Let me tell you about the "run" I'd just completed for Jenny. There was a midrent co-op apartment block on the edge of Cheyenne's downtown core-the Avalon-that had been having problems with chip dealers running their business out of one of the penthouses. Activity all round the clock, disreputable types coming and going, chipheads in the lobby, and all that drek. The renters' council had tried to evict the suspected chipmeisters… and had been told, in no uncertain terms, that if they filed the necessary papers, their knees, elbows, and other body parts would come into conflict with blunt objects in the hands of hired bone-breakers. The cops couldn't move against the dealers because there was simply no proof. The residents knew what was going on, but they couldn't bridge the gulf between knowing and proving.
Enter Dirk Montgomery, stage left, riding a white charger. My contract-my "shadowrun," if you will-was to roust the chipmeisters and get them out of the building. No constraints on how I was to go about it, no questions asked, results being the only things that mattered.
Jenny, I think, expected me to confront the chipmeisters directly, possibly over the iron sights of a big fragging gun. (God knows where she'd built up her exaggerated, romanticized image of me…) In the old days, maybe she'd have been right; maybe I would have taken the direct route. But things have changed. These days, I prefer "social engineering" to hanging my hoop out in the wind.
So how did I handle the chipmeisters? Simple. I staked out the apartment building and identified the dealers' major clients-secondary distributors, mainly, rather than the guttertrash users. Once I had lines on most of them, I sent each one a personal message by registered e-mail, politely informing them that I had reason to suspect that the person they were visiting so regularly at The Avalon was involved in the illegal chip trade-all "for their own good," of course. The kicker was that I CC'd each letter to the Cheyenne vice department.

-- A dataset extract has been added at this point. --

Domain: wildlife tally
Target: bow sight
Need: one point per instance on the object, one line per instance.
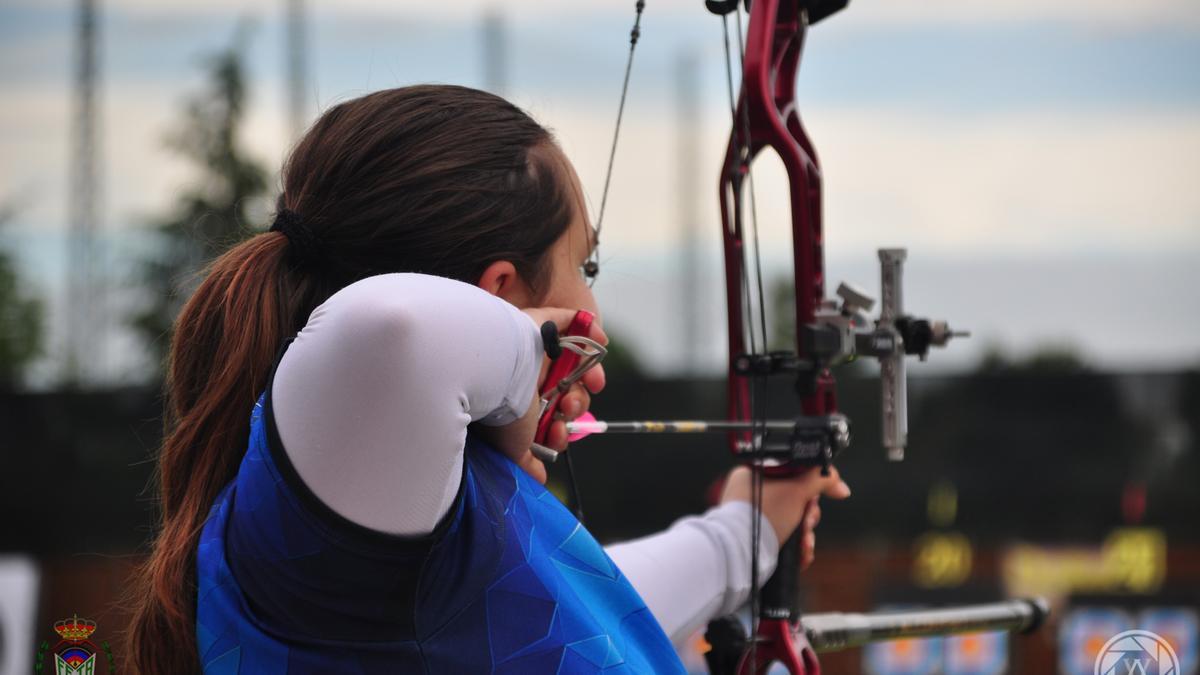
(839, 334)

The upshot? The secondary distributors stopped visiting, and within a couple of days the chipmeisters had moved on. "Shadowrun" complete, zero exposure-just the way I liked it these days.
What? No gunplay? No hashing it out with corp sec-guards? No exchanging friendly volleys of small-arms fire with Lone Star troopers?
Well… no. By choice. You could say I'm getting old, slowing down. I'd say I'm getting smart, wising up. There's a lot to be said for subtlety.
I'd never had any desire to prove I was the baddest, steel-hooped motherfragger ever to walk the streets. Not only did an acquaintance of mine-maybe a friend, depending on your definition-have a lock on the title, in my biased opinion, but experience told me too many people got themselves rather dead trying to go that route. Better a live rat than a dead juggernaut, I'd always figured.
And anyway, you needed edge to get out there on the street. Juice, jam, fire, whatever you wanted to call it. You had to have the moves and the instincts… and when the drek came down, you had to trust those instincts. Did I still have the instincts? Over the last year, I hadn't trusted them enough to find out. And, out there in the shadows, that would have made me a walking target.
All right, granted: there was the sheer adrenaline rush of putting your ass on the line, the transcendent joy you couldn't get any other way without feeding BTL signals into your forebrain. But everything came with a cost, and I always had a reminder of that to hand-my left hand.
So let Jenny think what she wanted; let her play her shadowrunner games. Let her pretend that she was operating on the periphery of the shadow "major league." Everyone to her own illusions and delusions. I'd played in that major league once-just once, just one night-and I knew I didn't have what it took to survive a second exposure.